The co-existence of the discourse of “people as one” and the self-responsible individual is perhaps itself symptomatic of late-socialist neoliberal China. In Beijing, I could hear both approval and condemnation of the state’s approaches to control the pandemic, while most wonder when this will come to an end. Yet, if the state is established as the powerful but also caring agent directing the orderly public and protecting the individual, ditching the zero-COVID strategy might as well mean disqualifying the narrative of COVID as a national battle and therefore disassembling the infrastructures of a “unified semiotic regime[iv]” through which the righteousness of a system could be claimed.

 

Siyu Tang is a DPhil student in Anthropology at the University of Oxford.

 

References

[i] (Latour 1987; 2005).

[ii] See Anagnost (1997: 116).

[iii] Li Zhang (2020) offers an insightful analysis on the complexity of “therapeutic governing” in post-reform China.

[iv] (Manning quoted in Dunn 2008: 247).

References

Anagnost, Ann. 1997. National Past-Times: Narrative, Representation, and Power in Modern China. Durham, NC: Duke University Press.

Anderson, Marston. 1990. The Limits of Realism: Chinese Fiction in the Revolutionary Period. Berkeley: University of California Press.

Dunn, Elizabeth. 2008. “Postsocialist Spores: Disease, Bodies, and the State in the Republic of Georgia.” American Ethnologist. 35(2): 243-258.

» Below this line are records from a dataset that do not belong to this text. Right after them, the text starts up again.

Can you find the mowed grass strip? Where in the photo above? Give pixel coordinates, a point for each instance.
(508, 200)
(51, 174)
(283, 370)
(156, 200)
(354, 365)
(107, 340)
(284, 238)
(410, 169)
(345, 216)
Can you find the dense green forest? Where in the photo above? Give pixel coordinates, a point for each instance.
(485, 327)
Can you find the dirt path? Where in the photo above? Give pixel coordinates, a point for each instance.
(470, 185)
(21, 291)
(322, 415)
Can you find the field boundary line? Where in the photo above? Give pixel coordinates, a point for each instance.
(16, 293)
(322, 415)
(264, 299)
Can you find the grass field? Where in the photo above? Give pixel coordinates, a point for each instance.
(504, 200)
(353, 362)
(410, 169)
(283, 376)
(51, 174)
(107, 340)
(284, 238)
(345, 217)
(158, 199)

Wang, Guoqin. 2020. Covid Fighters. Oil on canvas. Available at: https://www.sohu.com/a/374825727_120053736

Latour, Bruno. 1987. Science in Action: How to Follow Scientists and Engineers Through Society. Cambridge, MA: Harvard University Press.

--------. 2005. Reassembling the Social: An Introduction to Actor-Network-Theory. Oxford: Oxford University Press.

Zhang, Li. 2020. Anxious China: Inner Revolution and Politics of Psychotherapy. Berkeley: University of California Press.